Page MenuHomePhabricator

[logs-api] distinguish between container log entries and anything else
Open, MediumPublicBUG REPORT

Description

When using --follow an artificial log entry is emitted every ~15 seconds

tools.cluebot3@tools-bastion-15:~$ date; toolforge jobs logs -f cluebot3
Thu Nov 13 15:28:44 UTC 2025
2025-11-13T15:29:00.278526Z [nopod] [nocontainer] No logs received yet for job 'cluebot3', maybe the tool is using filelog or the job name is not correct? Will continue waiting just in case
2025-11-13T15:29:15.283920Z [nopod] [nocontainer] No logs received yet for job 'cluebot3', maybe the tool is using filelog or the job name is not correct? Will continue waiting just in case
2025-11-13T15:29:30.285722Z [nopod] [nocontainer] No logs received yet for job 'cluebot3', maybe the tool is using filelog or the job name is not correct? Will continue waiting just in case

This makes the contents inconsistent to the 'fetch' mode

tools.cluebot3@tools-bastion-15:~$ toolforge jobs logs cluebot3
ERROR: Job 'cluebot3' does not have any logs available

I am currently using the get_raw_lines method to fetch all logs, adding them to a list, until a pre-defined end marker is seen (working around previous issues with logs being dropped).

This requires a lot of calls to the logging endpoint and would be better served by the streaming endpoint, however the streaming endpoint pollutes the job output, which is persisted for the run (e.g. https://cluebotng-trainer.toolforge.org/Original%20Testing%20Training%20Set%20-%20Old%20Triplet/2025-08-30%2023:13:04/logs/bayes-train.log)

These can be filtered out by the pod and container fields being known strings, however those are are really 'internal' identifiers.
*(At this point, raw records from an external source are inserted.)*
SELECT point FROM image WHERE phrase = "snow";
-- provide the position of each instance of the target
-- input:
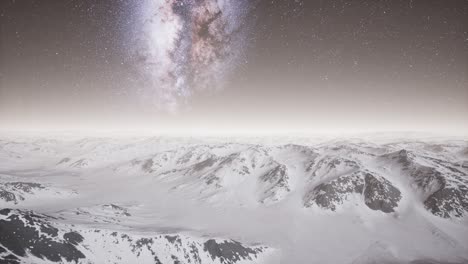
(103, 183)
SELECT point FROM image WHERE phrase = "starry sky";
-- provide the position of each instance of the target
(235, 65)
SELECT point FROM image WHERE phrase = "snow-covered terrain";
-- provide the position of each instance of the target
(215, 200)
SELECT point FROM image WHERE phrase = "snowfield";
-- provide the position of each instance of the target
(233, 200)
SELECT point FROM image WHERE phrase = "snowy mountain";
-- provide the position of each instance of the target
(212, 200)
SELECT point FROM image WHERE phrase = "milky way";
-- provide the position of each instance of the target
(187, 47)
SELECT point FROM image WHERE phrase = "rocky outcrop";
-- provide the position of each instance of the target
(377, 192)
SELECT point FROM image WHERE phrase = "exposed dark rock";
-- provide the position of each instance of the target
(11, 191)
(22, 231)
(229, 252)
(329, 195)
(380, 194)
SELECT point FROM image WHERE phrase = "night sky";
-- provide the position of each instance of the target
(235, 65)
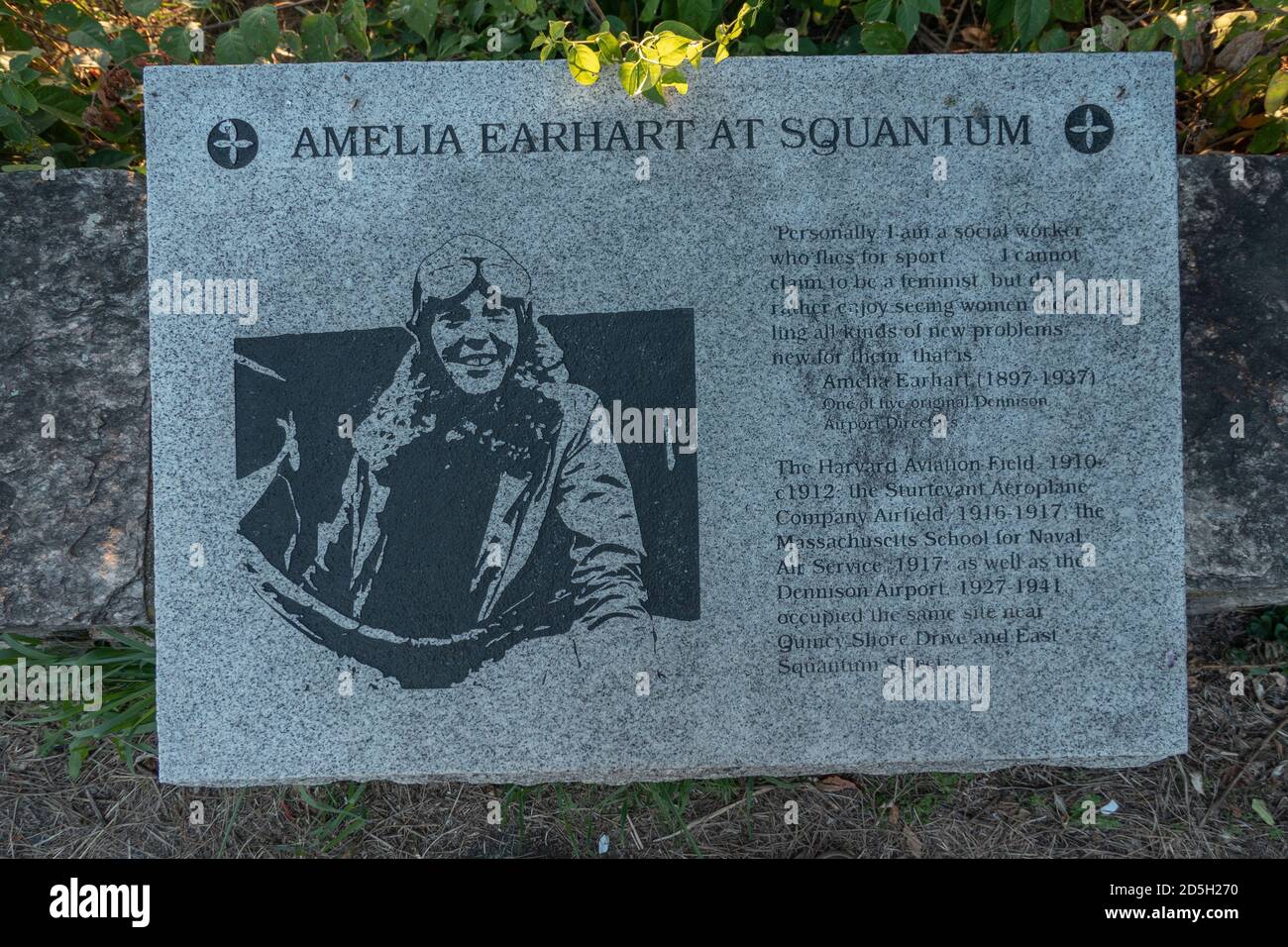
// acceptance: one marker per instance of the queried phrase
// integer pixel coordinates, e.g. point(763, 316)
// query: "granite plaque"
point(505, 429)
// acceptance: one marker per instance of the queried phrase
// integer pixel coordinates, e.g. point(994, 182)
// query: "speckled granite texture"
point(246, 698)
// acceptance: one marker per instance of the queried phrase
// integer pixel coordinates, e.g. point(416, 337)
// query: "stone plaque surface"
point(507, 429)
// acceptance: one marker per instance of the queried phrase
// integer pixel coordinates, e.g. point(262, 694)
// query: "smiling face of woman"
point(477, 341)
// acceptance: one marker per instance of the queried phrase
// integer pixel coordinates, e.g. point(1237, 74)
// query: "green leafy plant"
point(652, 64)
point(128, 697)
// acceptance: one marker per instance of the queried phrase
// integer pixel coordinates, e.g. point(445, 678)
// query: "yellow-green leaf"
point(1276, 91)
point(584, 63)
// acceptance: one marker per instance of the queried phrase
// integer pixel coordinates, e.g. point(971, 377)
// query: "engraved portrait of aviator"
point(471, 509)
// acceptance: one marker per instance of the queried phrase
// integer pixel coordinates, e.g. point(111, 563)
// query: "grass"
point(128, 711)
point(84, 785)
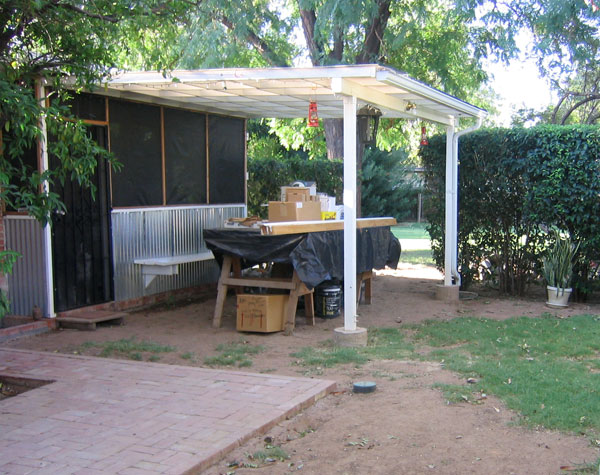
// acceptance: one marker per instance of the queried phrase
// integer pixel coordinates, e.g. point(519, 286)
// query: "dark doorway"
point(81, 249)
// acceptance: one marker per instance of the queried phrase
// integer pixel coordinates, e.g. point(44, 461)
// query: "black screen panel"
point(226, 141)
point(185, 157)
point(136, 143)
point(88, 106)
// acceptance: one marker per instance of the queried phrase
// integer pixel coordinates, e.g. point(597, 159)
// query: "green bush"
point(384, 189)
point(514, 185)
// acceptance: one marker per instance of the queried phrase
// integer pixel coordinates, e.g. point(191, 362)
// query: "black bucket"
point(328, 301)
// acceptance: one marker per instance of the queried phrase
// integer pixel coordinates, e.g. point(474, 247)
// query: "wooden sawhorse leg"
point(222, 289)
point(365, 277)
point(298, 289)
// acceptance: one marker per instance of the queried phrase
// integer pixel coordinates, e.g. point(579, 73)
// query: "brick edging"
point(27, 329)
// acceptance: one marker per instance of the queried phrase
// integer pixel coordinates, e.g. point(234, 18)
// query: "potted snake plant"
point(558, 270)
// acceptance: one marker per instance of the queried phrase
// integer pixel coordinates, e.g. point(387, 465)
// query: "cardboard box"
point(261, 312)
point(297, 194)
point(327, 202)
point(294, 211)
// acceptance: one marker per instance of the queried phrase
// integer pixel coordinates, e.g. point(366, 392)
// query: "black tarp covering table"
point(315, 256)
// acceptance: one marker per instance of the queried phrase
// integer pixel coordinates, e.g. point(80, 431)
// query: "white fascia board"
point(414, 86)
point(372, 96)
point(244, 74)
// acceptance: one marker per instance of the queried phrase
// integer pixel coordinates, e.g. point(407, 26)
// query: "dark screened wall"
point(226, 145)
point(136, 141)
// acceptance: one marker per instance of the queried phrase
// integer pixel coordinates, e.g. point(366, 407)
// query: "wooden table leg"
point(221, 292)
point(236, 267)
point(309, 308)
point(359, 281)
point(368, 283)
point(290, 310)
point(366, 278)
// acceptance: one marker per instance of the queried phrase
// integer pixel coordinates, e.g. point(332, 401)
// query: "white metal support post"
point(451, 205)
point(349, 213)
point(43, 144)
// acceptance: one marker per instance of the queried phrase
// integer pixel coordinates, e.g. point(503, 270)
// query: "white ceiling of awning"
point(287, 92)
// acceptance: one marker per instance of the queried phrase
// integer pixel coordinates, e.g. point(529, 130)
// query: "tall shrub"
point(386, 188)
point(514, 184)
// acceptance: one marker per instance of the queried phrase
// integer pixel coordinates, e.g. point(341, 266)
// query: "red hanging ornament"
point(424, 140)
point(313, 116)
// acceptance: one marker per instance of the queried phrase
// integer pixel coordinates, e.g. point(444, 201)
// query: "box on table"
point(261, 312)
point(327, 202)
point(294, 211)
point(328, 215)
point(311, 186)
point(297, 194)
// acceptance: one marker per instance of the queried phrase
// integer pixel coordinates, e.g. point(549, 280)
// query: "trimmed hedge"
point(515, 184)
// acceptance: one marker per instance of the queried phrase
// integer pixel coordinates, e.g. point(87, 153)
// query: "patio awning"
point(339, 92)
point(286, 92)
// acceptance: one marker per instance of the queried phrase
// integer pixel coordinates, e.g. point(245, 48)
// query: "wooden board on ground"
point(299, 227)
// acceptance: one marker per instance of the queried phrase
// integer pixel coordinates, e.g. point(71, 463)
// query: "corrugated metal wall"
point(27, 282)
point(160, 232)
Having an additional field to identify the contents is a 'response message' (to use the same name as what is used elsewhere) rather than a log entry would likely be better.

Event Timeline

Restricted Application added a subscriber: Aklapper. · View Herald Transcript

Agree, we can now try to extend the datastructure that logs-api returns (LogEntry), ideally we would want to support different types of logs too (build logs, system logs, etc.) so we might want to create some more generic one.
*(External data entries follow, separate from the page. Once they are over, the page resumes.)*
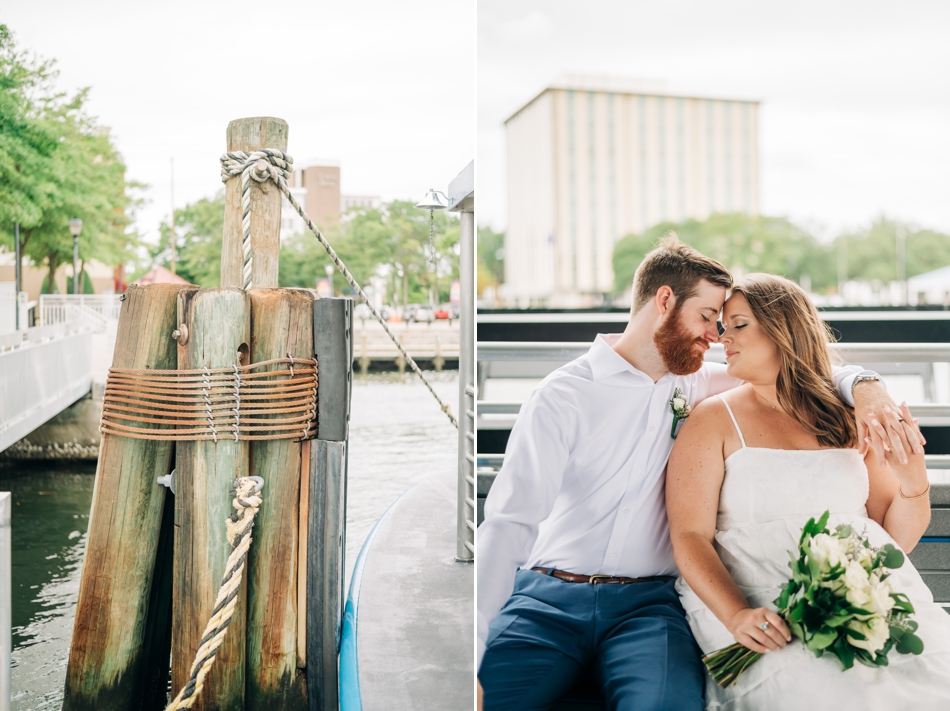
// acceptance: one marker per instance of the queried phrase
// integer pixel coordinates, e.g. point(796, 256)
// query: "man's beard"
point(677, 346)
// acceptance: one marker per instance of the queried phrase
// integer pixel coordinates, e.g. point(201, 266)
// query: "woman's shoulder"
point(708, 418)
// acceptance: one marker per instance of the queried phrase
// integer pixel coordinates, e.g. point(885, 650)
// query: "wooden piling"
point(251, 134)
point(218, 322)
point(281, 325)
point(119, 650)
point(326, 529)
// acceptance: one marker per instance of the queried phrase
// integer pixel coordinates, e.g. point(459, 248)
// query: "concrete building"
point(593, 159)
point(317, 188)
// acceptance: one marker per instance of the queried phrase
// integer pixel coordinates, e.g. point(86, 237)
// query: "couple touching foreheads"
point(624, 539)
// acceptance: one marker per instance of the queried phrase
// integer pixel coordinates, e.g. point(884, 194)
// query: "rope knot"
point(261, 166)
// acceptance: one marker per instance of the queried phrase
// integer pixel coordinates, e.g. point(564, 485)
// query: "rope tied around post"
point(272, 164)
point(246, 502)
point(261, 166)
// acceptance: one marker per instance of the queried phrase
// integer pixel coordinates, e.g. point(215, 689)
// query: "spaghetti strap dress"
point(767, 496)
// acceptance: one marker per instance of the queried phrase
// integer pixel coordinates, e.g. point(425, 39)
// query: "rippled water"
point(398, 436)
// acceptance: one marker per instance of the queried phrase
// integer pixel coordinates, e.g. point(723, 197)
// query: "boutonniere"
point(680, 408)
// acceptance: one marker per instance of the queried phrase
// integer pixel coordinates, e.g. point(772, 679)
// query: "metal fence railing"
point(537, 359)
point(6, 619)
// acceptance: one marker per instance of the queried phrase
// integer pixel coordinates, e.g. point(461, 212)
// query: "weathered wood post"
point(281, 325)
point(333, 345)
point(121, 636)
point(252, 134)
point(218, 328)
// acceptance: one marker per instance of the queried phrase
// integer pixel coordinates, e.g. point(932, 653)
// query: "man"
point(575, 566)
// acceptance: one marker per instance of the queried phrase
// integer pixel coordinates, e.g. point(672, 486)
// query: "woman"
point(748, 470)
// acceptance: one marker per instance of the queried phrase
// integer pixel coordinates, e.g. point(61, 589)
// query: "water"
point(398, 436)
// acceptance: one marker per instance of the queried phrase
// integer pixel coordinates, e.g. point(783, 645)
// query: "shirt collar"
point(605, 361)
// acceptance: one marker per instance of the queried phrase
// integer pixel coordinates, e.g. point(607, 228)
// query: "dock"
point(408, 627)
point(434, 344)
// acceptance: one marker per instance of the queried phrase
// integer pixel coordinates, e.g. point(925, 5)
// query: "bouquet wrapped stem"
point(838, 601)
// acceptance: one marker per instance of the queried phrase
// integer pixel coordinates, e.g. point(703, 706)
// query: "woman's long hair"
point(804, 386)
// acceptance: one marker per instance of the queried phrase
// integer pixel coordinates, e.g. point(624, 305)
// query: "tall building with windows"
point(593, 159)
point(317, 188)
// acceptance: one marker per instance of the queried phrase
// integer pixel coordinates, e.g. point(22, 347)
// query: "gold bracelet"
point(903, 496)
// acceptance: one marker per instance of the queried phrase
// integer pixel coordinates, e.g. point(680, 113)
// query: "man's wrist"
point(864, 378)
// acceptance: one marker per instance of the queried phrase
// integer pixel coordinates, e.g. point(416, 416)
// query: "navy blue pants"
point(634, 637)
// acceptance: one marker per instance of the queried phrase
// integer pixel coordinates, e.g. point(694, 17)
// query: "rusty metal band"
point(273, 399)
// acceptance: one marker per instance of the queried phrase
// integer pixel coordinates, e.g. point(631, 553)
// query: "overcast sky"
point(384, 87)
point(855, 112)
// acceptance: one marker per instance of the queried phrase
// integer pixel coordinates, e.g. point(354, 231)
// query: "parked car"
point(418, 313)
point(447, 311)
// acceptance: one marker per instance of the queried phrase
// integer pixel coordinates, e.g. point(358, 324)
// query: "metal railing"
point(6, 619)
point(532, 359)
point(465, 524)
point(64, 308)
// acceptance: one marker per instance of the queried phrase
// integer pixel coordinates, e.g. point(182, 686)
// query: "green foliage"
point(56, 165)
point(198, 233)
point(390, 240)
point(491, 258)
point(872, 252)
point(815, 606)
point(743, 243)
point(747, 243)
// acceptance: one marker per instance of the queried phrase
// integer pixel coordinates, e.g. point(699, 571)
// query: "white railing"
point(65, 308)
point(10, 303)
point(43, 370)
point(6, 619)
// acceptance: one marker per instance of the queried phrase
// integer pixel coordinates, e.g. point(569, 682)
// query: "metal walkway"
point(45, 369)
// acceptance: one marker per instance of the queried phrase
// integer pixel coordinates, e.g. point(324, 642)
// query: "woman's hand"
point(872, 404)
point(746, 627)
point(909, 467)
I think we might want to add some metadata + values, like:

{
    "metadata": {
        "type": "job",
        "datetime": "",
        ## We can add more as needed, like user, etc.
    }
    "data": {
        "container": ...,
        "pod": ...,
        "message": ...,
        ## this ones will depend on the type, builds don't have one single container for example
    }
}

That would allow also to have a 'type' that's something like "internal", and express there the fact that it got no logs yet.

Some notes for whomever implements this:

We probably want to make the changes in small increments on the cli (first support both formats, change the api to the new format, then remove support for the old format, for example).
Might be good also to notify users of the non-backwards compatible API changes (logs-api is quite new, so probably no need to give a lot of heads up).

Eventually having 'system logs' (build, jobs, components) with a common 'trace id', so for a deployment you can see everything that happened, would be very nice to have (probably would require some effort to make sure internal things that could have secrets don't get logged to places with tool access).

@DamianZaremba btw. I think that you are the last one using the jobs-api log endpoint, can you move your code to use the logs-api instead? (so we can remove the logs code from jobs api :) ).

@DamianZaremba btw. I think that you are the last one using the jobs-api log endpoint, can you move your code to use the logs-api instead? (so we can remove the logs code from jobs api :) ).

I'm in the process of doing that at sec :) there are a couple of small behaviour changes but it should be done today

@DamianZaremba btw. I think that you are the last one using the jobs-api log endpoint, can you move your code to use the logs-api instead? (so we can remove the logs code from jobs api :) ).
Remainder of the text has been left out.